The Optimizer was a well-regarded and successful product that spent multiple years on Datapro Research Corporation's honor roll of software packages. (Computer Associates later released a follow-on product called CA-OPTIMIZER II for MVS.)

===AutoTab===
In 1972, Capex announced the availability of its AutoTab financial planning product, on both the IBM 360/370 platform and on the Honeywell 6000 series, which was a rebadging of the GE-600 series. AutoTab was used in finance departments of some customers as an easier alternative to programming on their own and less expensive than time-sharing solutions. In 1975, Autotab-II was described as extending the original support for up to a 250 × 250 matrix to a maximum of 1500 × 1500, "combined in any proportion the user requires..." Viewed as decision support system products, Autotab 300 and Autotab 3000 were still in use in the early 1980s. Autotab can be seen as an early form of spreadsheet, albeit a batch-oriented spreadsheet, that lent itself towards sophisticated financial planning uses.

===Other products===

In addition to the Optimizer and AutoTab, the company put out a variety of other software products. These included:
- PLAN IV:MVS - system management and planning, bottleneck identification
- TLMS II – Tape Library Management System for IBM mainframe OS/MVS environments (this tape library management product was subsequently renamed to CA-DYNAM/TLMS by Computer Associates)
- The Scheduler – Batch job scheduling product for mainframe OS/MVS environments (this was not the original version of Computer Associates' job scheduling product, CA-SCHEDULER 7.0, which was written from scratch by CA and released in 1985 for the OS/MVS, DOS/VSE and VM/CMS operating systems)
- Manage:DASD – Software to accommodate Direct Access Storage Device maintenance on OS/MVS systems
- EZTEST – interactive debugging tool for CICS teleprocessing monitor on IBM mainframe systems (actually released a couple of months after the acquisition by Computer Associates).
- COTUNE II – A program which assisted with optimization of COBOL code. The input was COBOL source code from a program, and the output was a revised version of the program which, when compiled and run, produced as output a copy of the original source code along with numbers showing how many times each line had actually executed during operation.
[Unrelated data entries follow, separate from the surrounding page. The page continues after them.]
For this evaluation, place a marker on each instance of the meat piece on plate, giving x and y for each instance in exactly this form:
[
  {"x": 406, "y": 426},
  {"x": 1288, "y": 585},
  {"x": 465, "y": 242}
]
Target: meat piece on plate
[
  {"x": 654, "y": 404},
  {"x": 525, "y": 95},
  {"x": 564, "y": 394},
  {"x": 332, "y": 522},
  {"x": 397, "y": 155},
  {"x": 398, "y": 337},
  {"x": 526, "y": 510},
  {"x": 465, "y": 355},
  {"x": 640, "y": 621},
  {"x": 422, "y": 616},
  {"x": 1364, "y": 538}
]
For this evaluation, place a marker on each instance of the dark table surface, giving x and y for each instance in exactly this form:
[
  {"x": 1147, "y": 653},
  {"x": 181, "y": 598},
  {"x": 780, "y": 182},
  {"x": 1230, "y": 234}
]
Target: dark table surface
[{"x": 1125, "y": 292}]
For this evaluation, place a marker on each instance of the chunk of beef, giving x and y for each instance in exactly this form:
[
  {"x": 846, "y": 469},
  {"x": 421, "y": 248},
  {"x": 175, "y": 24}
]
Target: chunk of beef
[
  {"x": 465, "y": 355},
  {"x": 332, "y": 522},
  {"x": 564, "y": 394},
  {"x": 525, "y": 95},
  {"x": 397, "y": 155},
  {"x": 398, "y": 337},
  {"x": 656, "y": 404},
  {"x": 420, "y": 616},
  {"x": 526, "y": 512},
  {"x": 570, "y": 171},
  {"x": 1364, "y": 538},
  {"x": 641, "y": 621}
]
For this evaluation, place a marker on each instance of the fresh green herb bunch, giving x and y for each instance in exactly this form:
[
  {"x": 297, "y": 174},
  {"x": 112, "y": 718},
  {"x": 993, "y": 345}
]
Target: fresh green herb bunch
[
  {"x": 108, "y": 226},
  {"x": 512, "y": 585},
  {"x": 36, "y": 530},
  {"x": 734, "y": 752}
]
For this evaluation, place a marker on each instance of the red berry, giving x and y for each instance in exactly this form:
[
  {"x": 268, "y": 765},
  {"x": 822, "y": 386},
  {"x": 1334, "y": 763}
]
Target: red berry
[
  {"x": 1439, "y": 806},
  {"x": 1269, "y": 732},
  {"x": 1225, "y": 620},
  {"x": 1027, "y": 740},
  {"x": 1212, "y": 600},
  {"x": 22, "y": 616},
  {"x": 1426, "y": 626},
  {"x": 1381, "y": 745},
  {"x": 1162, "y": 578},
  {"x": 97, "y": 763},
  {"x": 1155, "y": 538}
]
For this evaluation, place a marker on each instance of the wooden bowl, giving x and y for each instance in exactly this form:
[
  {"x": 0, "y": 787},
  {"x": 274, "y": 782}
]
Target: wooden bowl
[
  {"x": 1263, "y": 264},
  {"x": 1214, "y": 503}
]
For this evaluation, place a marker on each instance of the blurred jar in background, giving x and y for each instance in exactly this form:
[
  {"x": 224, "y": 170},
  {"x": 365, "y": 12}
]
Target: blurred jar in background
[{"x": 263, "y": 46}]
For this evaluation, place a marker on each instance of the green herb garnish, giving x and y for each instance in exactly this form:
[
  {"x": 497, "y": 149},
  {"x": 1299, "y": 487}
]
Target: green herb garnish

This allowed a programmer to look for dead code (lines which ran 0 times) and also allowed a programmer to optimize code for the lines which ran the most times.

==Fate==
Capex Corporation continued to grow and by 1982 employed 260 people, while remaining privately held. It was announced in June 1982 that the company would be acquired by the Long Island firm, Computer Associates International, Inc. (CA). Computer Associates would gain all of the stock of Capex in return for shares of Computer Associates valued at $22.5 million. (Note: An amount which has sometimes been simplified to $22 million.) The deal was completed in August 1982.

The acquisition happened even though Computer Associates was only slightly larger than Capex at the time. The deal has sometimes been referred to as a merger, and following its completion, CA's sales became half again larger. After the combining, 30 people from Capex were laid off.

Capex continued to operate as a division of Computer Associates from their 14th Street Phoenix office until 1984 at the latest, when the remaining employees moved southward to an office near Interstate 10 and 24th Street, at which point the Computer Associates had fully subsumed the Capex brand.

The acquisition of Capex was generally viewed as having been successful. It was the start of what was to become a buying spree for Computer Associates over the next several years, a spree that under chief Charles B. Wang would result in CA becoming one of the largest software companies in the world.

After selling, Capex founder Ellison went on to become a leading figure in Arizona entrepreneurial circles.